The most general description of AI as it exists now—which is as an array of expensive, resource-intensive, environmentally disastrous products which have no apparent socially useful use cases, no discernible road to profitability, and do not work—is something like the apotheosis of Silicon Valley vacancy. That the most highly touted public manifestation of this technology is a predictive text model that runs more or less entirely on theft, generates language that is both grandiose and anodyne and defined by its many weird lies, and also seems to be getting dumber is, among other things, kind of "on the nose." But it is all like this, hack bits that barely play as satire; billions of dollars and millions of hours of labor have created a computer that can't do math. These technologies both reflect the bankruptcy of the culture that produced them and perform it.
[...]
[One observer posits] that AI is a bubble, and that there is fundamentally not enough data available—even if OpenAI, Google, Microsoft and the other behemoths behind the technology continue their heedless and so-far unpunished Supermarket Sweep run through the world's extant intellectual property—to make these products usable enough to be functional, let alone profitable. That bubble's collapse could prove disastrous for an industry so deliriously high on its own supply that it eagerly and fulsomely committed to AI without bothering to figure out what it was committing to, and so seems happy to push these janky products out before they've figured out how to make them work. "If businesses don't adopt AI at scale—not experimentally, but at the core of their operations," Zitron writes, "the revenue is simply not there to sustain the hype."
If there is a reason to question that skepticism, it has nothing to do with any existing AI service I've encountered; they all make me very sad, and even AI acolytes seem to have lost their taste for the dead-eyed algorithmic doggerel and implausibly bosomy cartoon waifus that once so delighted them. The question, which opens onto awful new worlds of dread and possibility, is whether any of that means anything. There is enough money and ambition behind all this stuff, and a sufficiently uncommitted collection of institutions standing between it and everyone else, that AI could become even more ubiquitous even if never actually works. It does not have to be good enough to replace human labor to replace human labor; the people making those decisions just have to go on deciding that it doesn't matter.

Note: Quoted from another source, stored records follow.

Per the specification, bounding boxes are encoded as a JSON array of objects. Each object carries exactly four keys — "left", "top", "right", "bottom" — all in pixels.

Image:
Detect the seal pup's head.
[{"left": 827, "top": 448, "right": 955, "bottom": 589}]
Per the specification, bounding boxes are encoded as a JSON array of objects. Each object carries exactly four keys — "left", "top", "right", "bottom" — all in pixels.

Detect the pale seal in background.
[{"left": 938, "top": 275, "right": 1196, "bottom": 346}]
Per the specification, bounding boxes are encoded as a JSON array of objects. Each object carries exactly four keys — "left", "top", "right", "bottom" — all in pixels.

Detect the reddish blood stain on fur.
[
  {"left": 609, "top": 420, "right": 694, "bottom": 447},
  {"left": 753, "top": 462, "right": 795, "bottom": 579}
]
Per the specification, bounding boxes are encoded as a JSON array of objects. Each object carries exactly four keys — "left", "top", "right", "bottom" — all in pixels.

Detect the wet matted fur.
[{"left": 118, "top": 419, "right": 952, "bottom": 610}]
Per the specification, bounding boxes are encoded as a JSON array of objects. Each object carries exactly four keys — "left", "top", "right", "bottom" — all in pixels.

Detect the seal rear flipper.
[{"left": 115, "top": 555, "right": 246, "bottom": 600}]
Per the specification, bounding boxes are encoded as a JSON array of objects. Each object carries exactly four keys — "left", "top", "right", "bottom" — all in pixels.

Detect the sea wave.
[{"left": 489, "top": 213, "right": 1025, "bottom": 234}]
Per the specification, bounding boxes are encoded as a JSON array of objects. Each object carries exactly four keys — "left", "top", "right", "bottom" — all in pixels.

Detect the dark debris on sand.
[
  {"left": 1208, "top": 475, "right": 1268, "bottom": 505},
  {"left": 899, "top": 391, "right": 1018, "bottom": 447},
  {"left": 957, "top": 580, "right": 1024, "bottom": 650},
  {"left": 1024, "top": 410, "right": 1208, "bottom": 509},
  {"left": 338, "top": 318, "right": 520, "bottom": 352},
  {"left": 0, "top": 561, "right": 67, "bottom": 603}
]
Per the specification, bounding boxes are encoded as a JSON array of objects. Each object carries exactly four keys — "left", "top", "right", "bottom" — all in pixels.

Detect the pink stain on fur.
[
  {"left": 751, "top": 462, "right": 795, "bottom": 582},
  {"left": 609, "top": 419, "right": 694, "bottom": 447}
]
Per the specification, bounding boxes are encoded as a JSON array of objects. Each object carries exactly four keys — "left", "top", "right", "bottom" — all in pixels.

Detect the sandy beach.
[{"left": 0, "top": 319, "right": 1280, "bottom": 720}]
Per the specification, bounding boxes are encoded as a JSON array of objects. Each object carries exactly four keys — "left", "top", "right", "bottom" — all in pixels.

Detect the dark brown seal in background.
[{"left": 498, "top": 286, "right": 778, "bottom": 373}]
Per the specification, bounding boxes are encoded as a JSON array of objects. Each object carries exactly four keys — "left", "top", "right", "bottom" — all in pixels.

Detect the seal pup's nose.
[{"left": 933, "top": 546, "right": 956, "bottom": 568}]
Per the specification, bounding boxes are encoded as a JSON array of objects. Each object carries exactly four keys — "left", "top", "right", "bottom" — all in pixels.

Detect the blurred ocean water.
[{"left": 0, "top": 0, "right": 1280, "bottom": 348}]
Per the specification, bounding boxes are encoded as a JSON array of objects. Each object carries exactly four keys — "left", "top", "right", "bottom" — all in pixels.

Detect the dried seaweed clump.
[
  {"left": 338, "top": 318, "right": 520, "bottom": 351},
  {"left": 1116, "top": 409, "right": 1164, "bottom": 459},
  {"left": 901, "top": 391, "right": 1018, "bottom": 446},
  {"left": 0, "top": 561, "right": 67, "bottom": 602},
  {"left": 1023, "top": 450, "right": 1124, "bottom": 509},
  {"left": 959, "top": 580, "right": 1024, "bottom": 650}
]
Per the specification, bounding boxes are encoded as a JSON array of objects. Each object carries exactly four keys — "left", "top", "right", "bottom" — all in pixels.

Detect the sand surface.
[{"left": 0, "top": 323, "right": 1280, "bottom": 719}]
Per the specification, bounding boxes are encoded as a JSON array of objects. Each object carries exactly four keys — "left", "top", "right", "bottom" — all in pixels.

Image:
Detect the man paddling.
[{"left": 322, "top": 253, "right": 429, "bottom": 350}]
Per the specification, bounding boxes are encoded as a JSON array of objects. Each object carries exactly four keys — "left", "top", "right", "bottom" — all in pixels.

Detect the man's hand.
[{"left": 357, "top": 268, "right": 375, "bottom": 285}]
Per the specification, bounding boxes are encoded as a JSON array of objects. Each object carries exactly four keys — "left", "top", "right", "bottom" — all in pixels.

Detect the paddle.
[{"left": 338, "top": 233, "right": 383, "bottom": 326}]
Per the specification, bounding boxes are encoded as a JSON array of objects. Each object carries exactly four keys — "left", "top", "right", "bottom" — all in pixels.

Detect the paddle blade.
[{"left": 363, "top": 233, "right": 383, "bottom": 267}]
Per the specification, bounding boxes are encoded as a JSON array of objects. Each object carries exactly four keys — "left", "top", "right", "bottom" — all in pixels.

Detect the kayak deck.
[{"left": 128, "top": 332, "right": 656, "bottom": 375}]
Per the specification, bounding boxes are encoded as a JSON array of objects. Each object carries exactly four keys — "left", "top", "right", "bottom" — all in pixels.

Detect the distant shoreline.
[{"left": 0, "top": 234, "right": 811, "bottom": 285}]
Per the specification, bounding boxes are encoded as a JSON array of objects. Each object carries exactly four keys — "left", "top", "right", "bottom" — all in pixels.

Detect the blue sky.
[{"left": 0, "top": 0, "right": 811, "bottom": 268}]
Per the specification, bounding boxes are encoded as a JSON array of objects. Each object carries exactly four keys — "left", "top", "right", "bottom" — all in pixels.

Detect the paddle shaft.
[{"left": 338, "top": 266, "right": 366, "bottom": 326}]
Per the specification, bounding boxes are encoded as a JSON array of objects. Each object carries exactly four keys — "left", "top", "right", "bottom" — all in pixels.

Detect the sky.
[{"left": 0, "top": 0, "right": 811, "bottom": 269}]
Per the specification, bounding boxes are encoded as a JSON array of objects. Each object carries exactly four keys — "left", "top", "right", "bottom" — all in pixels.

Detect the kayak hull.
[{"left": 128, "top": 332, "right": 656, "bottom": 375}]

"This technology is coming whether we like it or not," Eric Adams said in early April. This time he was announcing that self-driving cars, another technology pushed out into the world despite manifest and obvious limitations, would be allowed on New York City streets. Again, his statement is both confusing and untrue. None of this has to happen, or would happen on its own. Capitalists can push it forward and institutions can get out of their way, but at some point people will either take what they're being offered, or refuse it.